A factor of 3. YMMV. At most one order of magnitude, but certainly not two orders of magnitude. And notice that's 1000 tests, still running in less than a second. So, is shifting from tests that run in microseconds to tests that run in tens of microseconds really worth all the losses in terms of readability and ease of refactoring?

Unsurprisingly, it's all down to your own circumstances

I think we all have a tendency to take the solutions we've applied to our own particular circumanstances, and want to generalise them to universal rules, saying they should apply to everybody.

Casey's team didn't have a CI setup, so their only way of preventing regressions was for the individual developer to run the full suite before checking in code. Their test suite was taking 45 minutes to run, leading to developers skipping the test run and checking in broken code. You might argue that their real problem was a problem of process, but they couldn't fix that, so instead they put effort into making their tests faster, and in the process made them more efficient and better, so it was a win for them.

At work, we have also have a unit test suite that takes 45 minutes to run (many of the tests aren't very unittey, and are in fact very integrationey). So there's no way that we run all the unit tests as we do TDD (which we do for everything). Instead, we run a subset of the tests (usually the Django app we're working on), and we leave the CI system to run the full unit test suite overnight.

And you know what? The full unit test suite almost never picks up any bugs.

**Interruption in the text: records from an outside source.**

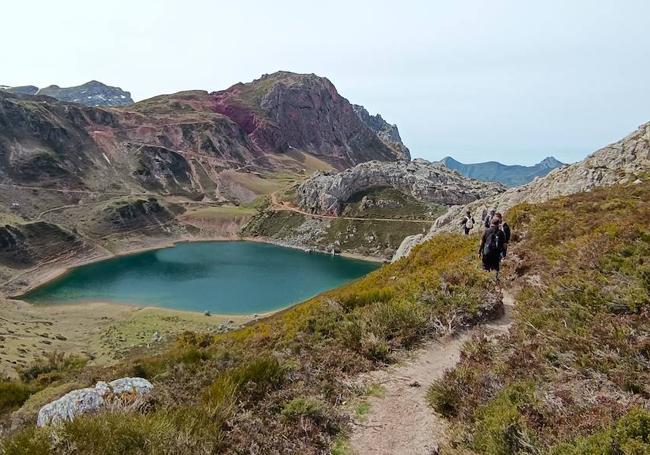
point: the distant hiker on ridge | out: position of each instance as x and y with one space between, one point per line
468 222
487 222
491 248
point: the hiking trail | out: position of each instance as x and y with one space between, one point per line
401 421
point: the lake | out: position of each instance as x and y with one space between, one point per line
221 277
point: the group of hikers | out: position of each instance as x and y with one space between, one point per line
494 242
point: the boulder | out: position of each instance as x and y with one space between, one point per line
326 193
82 401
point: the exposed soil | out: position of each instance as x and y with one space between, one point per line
400 422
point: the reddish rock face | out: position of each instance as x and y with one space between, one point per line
285 111
180 144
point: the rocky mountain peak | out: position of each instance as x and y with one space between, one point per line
326 193
93 94
550 162
283 111
387 132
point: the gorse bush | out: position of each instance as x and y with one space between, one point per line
579 340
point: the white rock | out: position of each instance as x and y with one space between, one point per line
82 401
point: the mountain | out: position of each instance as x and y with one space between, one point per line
367 209
283 111
493 171
625 161
91 94
327 193
386 132
81 175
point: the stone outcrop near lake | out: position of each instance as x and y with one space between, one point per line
325 193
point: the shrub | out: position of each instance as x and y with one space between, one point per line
52 367
302 407
13 394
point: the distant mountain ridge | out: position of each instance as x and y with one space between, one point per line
92 94
509 175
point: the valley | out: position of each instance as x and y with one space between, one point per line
287 161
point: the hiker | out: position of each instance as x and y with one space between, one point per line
506 232
491 247
487 222
468 222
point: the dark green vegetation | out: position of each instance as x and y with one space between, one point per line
573 375
509 175
276 386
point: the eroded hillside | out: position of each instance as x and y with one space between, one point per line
571 376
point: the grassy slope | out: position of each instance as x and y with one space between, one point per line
573 376
276 386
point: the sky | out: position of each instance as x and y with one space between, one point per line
510 81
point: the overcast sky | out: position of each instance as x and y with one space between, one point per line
512 81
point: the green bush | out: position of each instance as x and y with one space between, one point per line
629 436
501 429
52 367
303 407
13 394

That's because our code is well compartmentalised, and, even though they're not very unit-ey unit tests, they are still quite granular and independent from each other.

Instead, we have a suite of 400-odd functional tests that run with Selenium; these are definitely integration/system tests, or what some people would call acceptance tests. They check every part of the application -- and they do find unexpected bugs. They take about 8 hours for a full run, so you bet we only run one or two individual FTs during day-to-day TDD.

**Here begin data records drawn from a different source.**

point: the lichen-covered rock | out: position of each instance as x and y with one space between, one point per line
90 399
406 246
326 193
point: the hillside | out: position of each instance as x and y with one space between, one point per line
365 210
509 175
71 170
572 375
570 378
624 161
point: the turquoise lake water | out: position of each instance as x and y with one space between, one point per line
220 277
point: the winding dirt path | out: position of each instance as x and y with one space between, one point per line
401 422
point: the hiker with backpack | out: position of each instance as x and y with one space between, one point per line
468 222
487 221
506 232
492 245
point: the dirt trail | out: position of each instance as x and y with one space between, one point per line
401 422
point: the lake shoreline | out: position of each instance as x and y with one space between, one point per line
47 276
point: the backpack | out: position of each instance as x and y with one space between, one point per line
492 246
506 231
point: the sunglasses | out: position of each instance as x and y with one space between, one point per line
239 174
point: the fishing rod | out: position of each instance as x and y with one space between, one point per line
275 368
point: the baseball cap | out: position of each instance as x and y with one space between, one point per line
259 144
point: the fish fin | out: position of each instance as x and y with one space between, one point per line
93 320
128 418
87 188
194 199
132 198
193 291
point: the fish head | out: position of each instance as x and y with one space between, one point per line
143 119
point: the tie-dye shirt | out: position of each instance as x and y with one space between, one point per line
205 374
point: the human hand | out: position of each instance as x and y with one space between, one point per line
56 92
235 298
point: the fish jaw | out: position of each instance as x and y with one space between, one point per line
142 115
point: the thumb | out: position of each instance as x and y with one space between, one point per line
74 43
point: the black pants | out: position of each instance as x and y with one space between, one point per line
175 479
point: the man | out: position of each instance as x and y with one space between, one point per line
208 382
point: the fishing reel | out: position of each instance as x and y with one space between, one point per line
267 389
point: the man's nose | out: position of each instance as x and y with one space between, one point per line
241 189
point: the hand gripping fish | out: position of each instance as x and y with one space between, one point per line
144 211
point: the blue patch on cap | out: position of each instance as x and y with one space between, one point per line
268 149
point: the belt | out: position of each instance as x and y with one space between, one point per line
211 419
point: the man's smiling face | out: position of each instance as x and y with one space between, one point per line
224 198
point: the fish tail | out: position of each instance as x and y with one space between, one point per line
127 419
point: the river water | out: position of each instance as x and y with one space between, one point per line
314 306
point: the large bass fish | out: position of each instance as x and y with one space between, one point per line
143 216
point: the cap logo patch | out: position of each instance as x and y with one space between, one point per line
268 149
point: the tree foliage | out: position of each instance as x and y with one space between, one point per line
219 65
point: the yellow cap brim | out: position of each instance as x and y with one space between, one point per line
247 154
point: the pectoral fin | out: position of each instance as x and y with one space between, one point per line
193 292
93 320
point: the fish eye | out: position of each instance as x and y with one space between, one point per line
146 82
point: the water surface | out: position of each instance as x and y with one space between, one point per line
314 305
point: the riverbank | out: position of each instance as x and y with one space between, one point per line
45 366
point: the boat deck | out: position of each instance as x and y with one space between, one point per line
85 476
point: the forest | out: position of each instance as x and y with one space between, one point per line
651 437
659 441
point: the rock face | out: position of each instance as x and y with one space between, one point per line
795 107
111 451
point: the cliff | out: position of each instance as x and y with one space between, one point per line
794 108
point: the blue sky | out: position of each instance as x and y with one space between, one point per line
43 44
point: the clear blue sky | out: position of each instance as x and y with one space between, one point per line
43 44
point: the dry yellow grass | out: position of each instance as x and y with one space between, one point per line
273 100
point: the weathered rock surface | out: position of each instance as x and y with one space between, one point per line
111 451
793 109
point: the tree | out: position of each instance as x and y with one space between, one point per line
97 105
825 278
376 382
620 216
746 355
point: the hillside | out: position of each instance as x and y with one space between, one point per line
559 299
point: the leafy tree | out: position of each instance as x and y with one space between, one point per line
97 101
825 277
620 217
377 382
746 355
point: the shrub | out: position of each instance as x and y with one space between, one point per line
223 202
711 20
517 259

Now, we're building a PaaS, so we have a lot of what Gary B. would call "boundaries" - a lot of dependencies on external systems: the filesystem, the database (we run a shared-hosting database-as-a-service too), Tornado + websockets, Paypal, Dropbox, github, pypi, linux chroots and cgroups, CRON, Nginx and uWSGI, and many more. There's a lot of moving parts, and ultimately the only thing that's going to reassure us that everything really works is a full-stack test.

So that's what works for us. We are pretty much forced to have a lot of slow tests, so maybe I'm just trying to justify our own specific circumstances and try and force a generalisation onto the world.

My turn to generalise from my own circumstances!

But I'm not so sure. I really think there's something to it. I think you really do lose a lot from using mocks everywhere, and I think that the price you pay in terms of test speed is sometimes worth paying if you want more "realistic" tests.

I would say this: don't optimise prematurely. Start by writing tests in the way that seems most obvious to you, tests that are as readable as possible, and don't couple themselves too tightly to the implementation with a lot of mocks. If test speed becomes a problem at some point down the road, there are plenty of smart people out there that will give you tips on how to speed them up -- just remember that mocky unit tests don't really test your application, so you'll need to keep a few end-to-end tests in there no matter what.

Over to you folks! I'm far from an expert, have only been writing tests for about 3 years, and all for the same company. Have you ever been bitten by a bug because your tests were too mocky? What ratio of unit tests to integration tests works for you?